Aphexda(motixafortide)

Aphexda is an innovative CXCR4 inhibitor which contains 62mg of motixafortide administered by subcutaneous injection.

[Indications for Aphexda(motixafortide)]
Aphexda is indicated for use in combination with filgrastim (G-CSF) to mobilise haematopoietic stem cells into the peripheral blood for collection and subsequent autologous transplantation in patients with multiple myeloma.

[Aphexda (motixafortide) Usage and Dosage]
1. Aphexda therapy is initiated after filgrastim has been injected and is administered daily for 4 days.
2. The recommended dose is 1.25 mg/kg of actual body weight, administered subcutaneously 10 to 14 hours before starting.
3. The second dose of Aphexda may be administered 10 to 14 hours later, prior to the third single dose.
See full prescribing information for preparation instructions and administration.

[Contraindications to Aphexda (motixafortide)]
Aphexda is contraindicated in patients with a history of severe allergic reactions to motixafortide.

[Aphexda (motixafortide) warnings and precautions]
Anaphylaxis and allergic reactions
Anaphylaxis and allergic reactions occur. Preoperative dosing Approximately 30-60 minutes prior to each administration of Aphexda, a triple dosing regimen consisting of an H1 antihistamine, an H2 blocker, and a leukotriene inhibitor was used in all patients. Administer Aphexda in a setting where personnel and treatments are immediately available to treat allergic and other systemic reactions Monitor patients for 1 hour after Aphexda administration and treat reactions promptly. Patients receiving negative chronotropic drugs (e.g., beta-blockers) may be more susceptible to hypotension in the setting of an anaphylactic reaction, and these drugs should be replaced with non-chronotropic drugs when appropriate.
②Injection site reactions
Injection site reactions occurred (73%) and included pain (53%), erythema (27%), and pruritus (24%).Serious reactions occurred in 9% of patients. Take an analgesic medication (e.g., acetaminophen) before each use of Aphexda. Use analgesic medications and topical treatments after administration as needed.
(iii) Tumour cell mobilisation in leukaemia patients
In order to mobilise haematopoietic stem cells (HSC), Aphexda may mobilise leukaemia cells and subsequently contaminate the monoclonal product. Therefore, Aphexda is not indicated for HSC mobilisation and collection in leukaemia patients.
④ Leukocytosis
Co-administration of Aphexda with filgrastim may increase the number of circulating leukocytes and HSC.Monitor leukocyte counts during Aphexda administration.
⑤ Potential for tumour cell mobilisation
When Aphexda is used in combination with filgrastim for HSC mobilisation, tumour cells may be released from the bone marrow and subsequently collected in leukocyte isolation products. The effect of potential transfusion of tumour cells back into the bone marrow has not been well studied.
vi Embryo-fetal toxicity
Based on its mechanism of action, Aphexda can cause foetal damage. Inform pregnant women of the potential risk to the foetus. Prior to initiating treatment with Aphexda, verify the pregnancy status of females of reproductive potential and recommend the use of effective contraception during treatment and for 8 days after the last dose.

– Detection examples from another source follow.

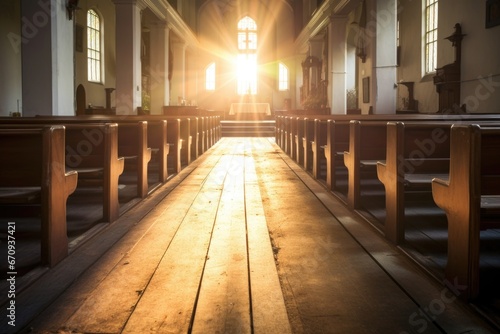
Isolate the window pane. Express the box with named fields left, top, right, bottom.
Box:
left=205, top=63, right=215, bottom=90
left=87, top=9, right=101, bottom=82
left=236, top=16, right=257, bottom=95
left=425, top=0, right=438, bottom=73
left=278, top=63, right=288, bottom=90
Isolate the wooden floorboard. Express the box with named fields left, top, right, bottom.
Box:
left=0, top=138, right=495, bottom=334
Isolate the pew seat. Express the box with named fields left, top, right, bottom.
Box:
left=0, top=126, right=78, bottom=267
left=432, top=124, right=500, bottom=300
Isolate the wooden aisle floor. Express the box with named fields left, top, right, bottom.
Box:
left=4, top=138, right=495, bottom=334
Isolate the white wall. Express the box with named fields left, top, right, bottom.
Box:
left=0, top=0, right=22, bottom=116
left=398, top=0, right=500, bottom=113
left=75, top=0, right=115, bottom=107
left=197, top=0, right=294, bottom=110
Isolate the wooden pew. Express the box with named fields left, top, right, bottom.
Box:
left=344, top=120, right=387, bottom=209
left=432, top=125, right=500, bottom=300
left=377, top=122, right=451, bottom=244
left=311, top=118, right=327, bottom=180
left=290, top=117, right=305, bottom=166
left=0, top=126, right=78, bottom=267
left=5, top=115, right=151, bottom=198
left=1, top=121, right=124, bottom=222
left=118, top=121, right=151, bottom=198
left=65, top=123, right=124, bottom=223
left=298, top=117, right=314, bottom=172
left=287, top=117, right=298, bottom=161
left=323, top=119, right=349, bottom=193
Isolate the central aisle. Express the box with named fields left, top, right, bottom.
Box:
left=12, top=138, right=496, bottom=334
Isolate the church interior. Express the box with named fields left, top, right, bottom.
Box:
left=0, top=0, right=500, bottom=334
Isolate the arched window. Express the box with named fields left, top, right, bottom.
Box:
left=87, top=9, right=102, bottom=82
left=237, top=16, right=257, bottom=95
left=424, top=0, right=438, bottom=74
left=205, top=63, right=215, bottom=90
left=278, top=63, right=290, bottom=91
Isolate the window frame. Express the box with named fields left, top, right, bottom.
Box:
left=87, top=8, right=104, bottom=84
left=236, top=15, right=258, bottom=95
left=423, top=0, right=439, bottom=75
left=278, top=62, right=290, bottom=92
left=205, top=62, right=217, bottom=92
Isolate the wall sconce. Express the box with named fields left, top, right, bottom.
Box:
left=66, top=0, right=79, bottom=20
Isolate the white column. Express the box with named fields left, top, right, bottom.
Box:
left=369, top=0, right=397, bottom=114
left=170, top=41, right=187, bottom=105
left=20, top=0, right=75, bottom=116
left=114, top=0, right=143, bottom=115
left=328, top=16, right=348, bottom=114
left=149, top=22, right=170, bottom=114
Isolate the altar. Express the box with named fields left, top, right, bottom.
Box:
left=229, top=103, right=271, bottom=116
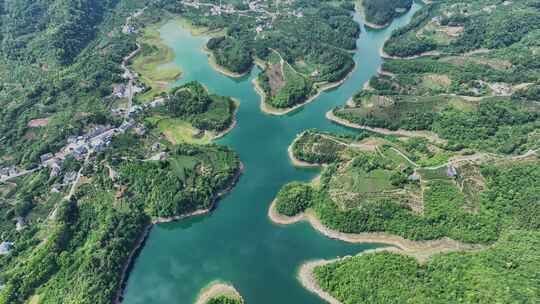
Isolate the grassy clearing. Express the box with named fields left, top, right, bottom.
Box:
left=154, top=118, right=211, bottom=144
left=132, top=23, right=182, bottom=99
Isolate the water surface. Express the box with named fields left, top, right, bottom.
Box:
left=124, top=4, right=419, bottom=304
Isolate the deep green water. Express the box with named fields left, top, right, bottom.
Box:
left=124, top=5, right=419, bottom=304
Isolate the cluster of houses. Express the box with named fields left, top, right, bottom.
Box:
left=0, top=166, right=19, bottom=179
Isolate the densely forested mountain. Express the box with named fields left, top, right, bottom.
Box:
left=2, top=0, right=120, bottom=64
left=275, top=0, right=540, bottom=304
left=0, top=0, right=240, bottom=304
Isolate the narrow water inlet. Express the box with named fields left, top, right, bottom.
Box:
left=123, top=4, right=421, bottom=304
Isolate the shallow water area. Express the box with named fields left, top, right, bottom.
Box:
left=123, top=4, right=420, bottom=304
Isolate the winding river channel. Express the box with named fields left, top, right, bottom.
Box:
left=123, top=4, right=420, bottom=304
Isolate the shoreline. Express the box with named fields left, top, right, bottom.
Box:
left=326, top=110, right=445, bottom=144
left=356, top=0, right=388, bottom=30
left=379, top=46, right=444, bottom=60
left=364, top=16, right=392, bottom=30
left=195, top=281, right=244, bottom=304
left=113, top=161, right=245, bottom=304
left=268, top=203, right=485, bottom=263
left=202, top=45, right=251, bottom=78
left=258, top=62, right=357, bottom=116
left=287, top=131, right=323, bottom=168
left=205, top=97, right=240, bottom=141
left=297, top=247, right=399, bottom=304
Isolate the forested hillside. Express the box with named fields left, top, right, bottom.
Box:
left=175, top=1, right=360, bottom=110
left=0, top=0, right=240, bottom=304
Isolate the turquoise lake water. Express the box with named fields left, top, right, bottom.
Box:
left=123, top=4, right=420, bottom=304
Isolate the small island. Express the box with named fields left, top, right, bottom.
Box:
left=179, top=1, right=360, bottom=115
left=195, top=282, right=245, bottom=304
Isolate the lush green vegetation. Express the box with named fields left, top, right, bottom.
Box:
left=0, top=0, right=240, bottom=304
left=206, top=36, right=253, bottom=74
left=175, top=1, right=360, bottom=108
left=206, top=296, right=243, bottom=304
left=362, top=0, right=413, bottom=26
left=0, top=134, right=239, bottom=303
left=334, top=0, right=540, bottom=154
left=155, top=82, right=236, bottom=132
left=277, top=127, right=540, bottom=243
left=315, top=230, right=540, bottom=304
left=385, top=0, right=540, bottom=56
left=118, top=144, right=239, bottom=217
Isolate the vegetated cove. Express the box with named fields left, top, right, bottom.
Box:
left=123, top=4, right=421, bottom=304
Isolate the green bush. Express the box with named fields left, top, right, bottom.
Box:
left=276, top=182, right=313, bottom=216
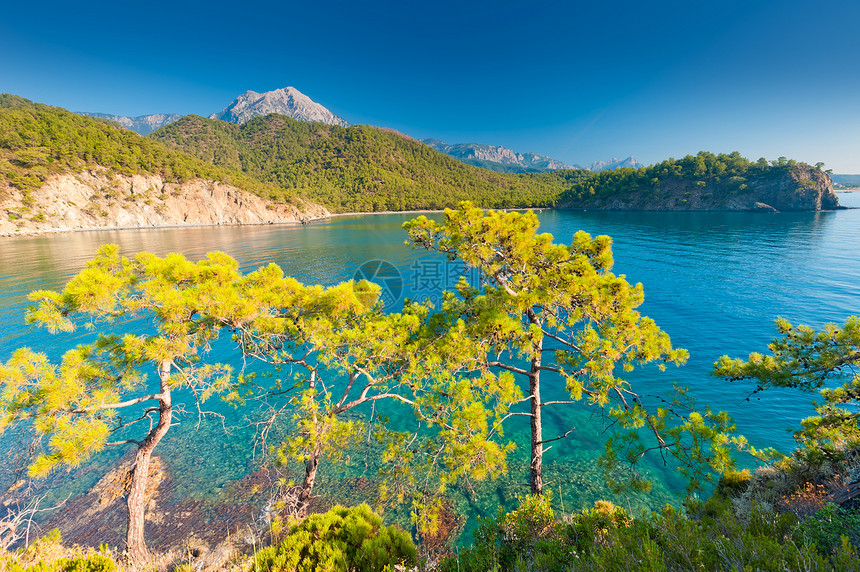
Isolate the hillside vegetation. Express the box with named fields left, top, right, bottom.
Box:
left=558, top=151, right=839, bottom=210
left=149, top=115, right=584, bottom=212
left=0, top=94, right=293, bottom=206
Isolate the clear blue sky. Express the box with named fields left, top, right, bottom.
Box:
left=0, top=0, right=860, bottom=173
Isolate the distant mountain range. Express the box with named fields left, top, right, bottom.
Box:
left=209, top=87, right=349, bottom=127
left=78, top=111, right=182, bottom=135
left=588, top=156, right=645, bottom=172
left=421, top=139, right=645, bottom=173
left=421, top=139, right=581, bottom=173
left=78, top=87, right=349, bottom=135
left=79, top=87, right=644, bottom=173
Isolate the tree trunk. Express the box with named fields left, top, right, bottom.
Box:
left=526, top=308, right=543, bottom=495
left=529, top=366, right=543, bottom=495
left=296, top=370, right=322, bottom=516
left=126, top=360, right=173, bottom=569
left=296, top=446, right=322, bottom=516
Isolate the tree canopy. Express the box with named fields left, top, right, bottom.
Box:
left=404, top=203, right=740, bottom=493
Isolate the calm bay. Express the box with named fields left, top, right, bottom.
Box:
left=0, top=193, right=860, bottom=540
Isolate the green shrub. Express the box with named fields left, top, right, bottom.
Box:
left=255, top=504, right=417, bottom=572
left=794, top=503, right=860, bottom=554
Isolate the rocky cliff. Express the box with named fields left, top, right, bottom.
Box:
left=588, top=156, right=645, bottom=171
left=0, top=170, right=329, bottom=235
left=421, top=139, right=578, bottom=173
left=557, top=164, right=841, bottom=212
left=78, top=111, right=182, bottom=135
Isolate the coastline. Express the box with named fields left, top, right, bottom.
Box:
left=0, top=213, right=332, bottom=238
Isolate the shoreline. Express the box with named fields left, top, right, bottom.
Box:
left=0, top=198, right=860, bottom=240
left=0, top=215, right=334, bottom=239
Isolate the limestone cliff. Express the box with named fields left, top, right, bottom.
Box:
left=556, top=164, right=841, bottom=212
left=0, top=171, right=329, bottom=235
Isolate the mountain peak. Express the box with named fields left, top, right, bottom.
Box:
left=209, top=86, right=349, bottom=127
left=421, top=138, right=576, bottom=173
left=588, top=156, right=645, bottom=171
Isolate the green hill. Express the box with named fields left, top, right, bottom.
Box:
left=0, top=94, right=294, bottom=206
left=557, top=151, right=839, bottom=211
left=148, top=115, right=583, bottom=212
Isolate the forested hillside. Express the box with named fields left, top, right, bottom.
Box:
left=0, top=94, right=293, bottom=206
left=558, top=151, right=839, bottom=211
left=149, top=115, right=583, bottom=212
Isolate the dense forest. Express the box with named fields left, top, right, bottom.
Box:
left=149, top=115, right=585, bottom=212
left=0, top=94, right=292, bottom=206
left=558, top=151, right=838, bottom=210
left=0, top=94, right=838, bottom=218
left=0, top=203, right=860, bottom=572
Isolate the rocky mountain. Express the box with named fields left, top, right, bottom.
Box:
left=150, top=114, right=589, bottom=212
left=0, top=94, right=328, bottom=234
left=77, top=111, right=182, bottom=135
left=588, top=157, right=645, bottom=172
left=209, top=87, right=349, bottom=127
left=421, top=139, right=580, bottom=173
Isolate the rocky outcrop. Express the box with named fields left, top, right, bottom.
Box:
left=78, top=111, right=182, bottom=135
left=556, top=164, right=842, bottom=212
left=0, top=171, right=329, bottom=235
left=421, top=139, right=577, bottom=173
left=209, top=87, right=349, bottom=127
left=588, top=156, right=645, bottom=172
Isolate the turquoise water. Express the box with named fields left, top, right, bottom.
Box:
left=0, top=193, right=860, bottom=540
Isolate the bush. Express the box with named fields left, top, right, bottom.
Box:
left=254, top=504, right=417, bottom=572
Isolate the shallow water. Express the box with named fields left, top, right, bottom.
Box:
left=0, top=193, right=860, bottom=540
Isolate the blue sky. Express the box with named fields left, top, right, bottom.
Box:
left=0, top=0, right=860, bottom=173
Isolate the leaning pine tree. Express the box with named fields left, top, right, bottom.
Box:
left=0, top=245, right=256, bottom=568
left=404, top=203, right=743, bottom=494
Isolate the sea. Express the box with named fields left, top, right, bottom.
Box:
left=0, top=192, right=860, bottom=540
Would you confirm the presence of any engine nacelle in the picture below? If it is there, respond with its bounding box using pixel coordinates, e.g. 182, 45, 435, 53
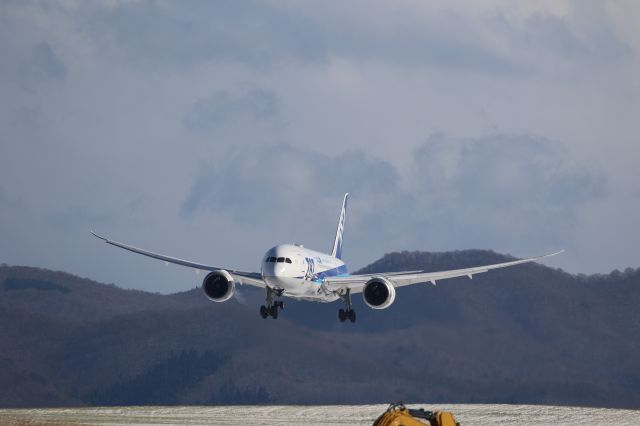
202, 270, 235, 302
362, 277, 396, 309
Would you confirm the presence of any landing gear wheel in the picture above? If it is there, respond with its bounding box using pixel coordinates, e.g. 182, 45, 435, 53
269, 305, 278, 319
348, 309, 356, 322
260, 305, 269, 319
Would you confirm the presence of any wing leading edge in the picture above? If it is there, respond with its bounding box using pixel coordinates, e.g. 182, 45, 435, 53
91, 231, 265, 288
323, 250, 564, 293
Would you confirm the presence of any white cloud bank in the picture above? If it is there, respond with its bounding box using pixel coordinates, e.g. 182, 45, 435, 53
0, 1, 640, 291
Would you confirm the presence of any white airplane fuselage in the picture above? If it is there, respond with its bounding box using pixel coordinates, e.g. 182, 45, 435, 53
260, 244, 349, 302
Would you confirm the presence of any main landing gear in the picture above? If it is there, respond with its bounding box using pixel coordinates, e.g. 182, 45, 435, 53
260, 287, 284, 319
338, 289, 356, 322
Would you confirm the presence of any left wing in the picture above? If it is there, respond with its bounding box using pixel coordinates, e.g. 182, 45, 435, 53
91, 231, 266, 288
323, 250, 564, 294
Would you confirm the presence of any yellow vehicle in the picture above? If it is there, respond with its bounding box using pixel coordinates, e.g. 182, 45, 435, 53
373, 402, 460, 426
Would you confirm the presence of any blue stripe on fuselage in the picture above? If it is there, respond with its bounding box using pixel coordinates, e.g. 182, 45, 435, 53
296, 264, 350, 283
313, 264, 349, 282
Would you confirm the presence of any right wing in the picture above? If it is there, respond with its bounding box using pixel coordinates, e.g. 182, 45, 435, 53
91, 231, 266, 288
322, 250, 564, 294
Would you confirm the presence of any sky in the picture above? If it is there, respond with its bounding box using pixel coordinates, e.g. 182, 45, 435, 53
0, 0, 640, 293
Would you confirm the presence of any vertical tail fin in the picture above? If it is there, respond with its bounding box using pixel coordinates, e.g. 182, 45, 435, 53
331, 193, 349, 259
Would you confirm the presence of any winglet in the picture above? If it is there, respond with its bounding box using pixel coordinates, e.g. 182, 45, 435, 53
89, 231, 107, 241
331, 192, 349, 259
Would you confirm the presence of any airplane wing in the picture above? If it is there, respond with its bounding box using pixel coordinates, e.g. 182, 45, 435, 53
91, 231, 266, 288
323, 250, 564, 294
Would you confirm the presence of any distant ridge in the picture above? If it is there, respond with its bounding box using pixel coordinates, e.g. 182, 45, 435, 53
0, 250, 640, 408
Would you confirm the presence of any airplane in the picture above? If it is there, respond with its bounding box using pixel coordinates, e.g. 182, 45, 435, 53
91, 193, 564, 322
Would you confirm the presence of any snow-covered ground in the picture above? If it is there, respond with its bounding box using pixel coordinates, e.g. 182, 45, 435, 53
0, 404, 640, 426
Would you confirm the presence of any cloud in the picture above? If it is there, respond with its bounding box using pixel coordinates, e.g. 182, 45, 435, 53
185, 90, 278, 131
0, 0, 640, 291
415, 134, 607, 249
182, 134, 607, 262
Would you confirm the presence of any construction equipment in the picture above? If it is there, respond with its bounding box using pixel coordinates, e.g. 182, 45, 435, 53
373, 402, 460, 426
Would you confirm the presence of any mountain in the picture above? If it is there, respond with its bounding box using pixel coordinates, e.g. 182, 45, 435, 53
0, 250, 640, 408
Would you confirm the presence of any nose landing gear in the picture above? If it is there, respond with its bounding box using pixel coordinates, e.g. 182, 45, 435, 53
338, 289, 356, 322
260, 287, 284, 319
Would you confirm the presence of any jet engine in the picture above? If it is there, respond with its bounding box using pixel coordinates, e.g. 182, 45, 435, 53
202, 269, 235, 302
362, 277, 396, 309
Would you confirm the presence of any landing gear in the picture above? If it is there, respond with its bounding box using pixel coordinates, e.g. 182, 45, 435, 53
260, 287, 284, 319
338, 289, 356, 322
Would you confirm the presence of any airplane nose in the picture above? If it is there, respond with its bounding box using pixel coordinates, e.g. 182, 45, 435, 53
262, 263, 286, 277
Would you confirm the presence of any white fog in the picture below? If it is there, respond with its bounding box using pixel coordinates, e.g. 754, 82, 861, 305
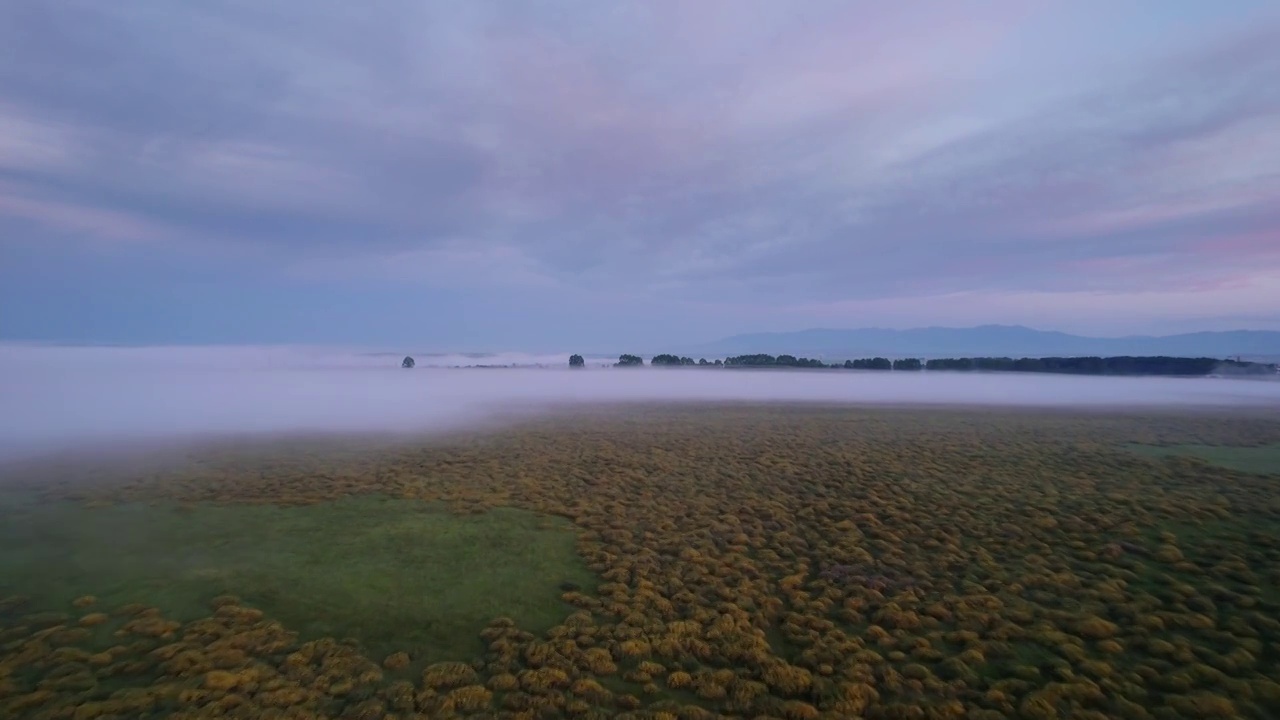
0, 346, 1280, 457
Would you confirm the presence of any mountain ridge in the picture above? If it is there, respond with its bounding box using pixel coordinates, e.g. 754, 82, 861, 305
696, 324, 1280, 359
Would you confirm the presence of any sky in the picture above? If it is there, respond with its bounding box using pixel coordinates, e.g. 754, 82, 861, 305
0, 0, 1280, 352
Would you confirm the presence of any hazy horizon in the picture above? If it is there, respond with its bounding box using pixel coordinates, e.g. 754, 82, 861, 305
0, 347, 1280, 459
0, 0, 1280, 352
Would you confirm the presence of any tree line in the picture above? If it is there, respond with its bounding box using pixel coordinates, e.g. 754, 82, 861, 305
568, 354, 1277, 375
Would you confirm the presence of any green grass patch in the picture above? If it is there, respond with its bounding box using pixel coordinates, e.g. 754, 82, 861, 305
1128, 443, 1280, 475
0, 496, 595, 661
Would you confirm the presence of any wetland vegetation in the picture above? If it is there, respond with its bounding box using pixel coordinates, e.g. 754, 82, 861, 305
0, 404, 1280, 720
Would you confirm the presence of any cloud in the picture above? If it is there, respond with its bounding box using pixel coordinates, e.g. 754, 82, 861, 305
0, 0, 1280, 340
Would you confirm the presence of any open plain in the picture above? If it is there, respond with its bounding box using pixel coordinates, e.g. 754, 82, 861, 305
0, 404, 1280, 720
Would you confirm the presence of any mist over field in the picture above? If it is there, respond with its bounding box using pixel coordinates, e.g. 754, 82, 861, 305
0, 346, 1280, 459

[Aphexda (motixafortide) in special populations]
1. Breastfeeding:There are no data on the presence of motixafortide in breast milk, effects on breastfed infants, or effects on milk production. Breast-feeding is not recommended for women during treatment with Aphexda and for 8 days after the last dose.
2.Paediatric Use:The safety and efficacy of Aphexda in paediatric patients have not been established.
3.Pregnancy:Based on its mechanism of action, Aphexda can cause fetal damage. Inform pregnant women of the potential risk to the fetus.

[Aphexda (motixafortide) Adverse Reactions].
The most common adverse reactions (incidence > 20%) in patients treated with Aphexda were injection site reactions [73%, including pain (53%), erythema (27%), and pruritus (24%)]; pruritus (38%); flushing (33%); and back pain (21%).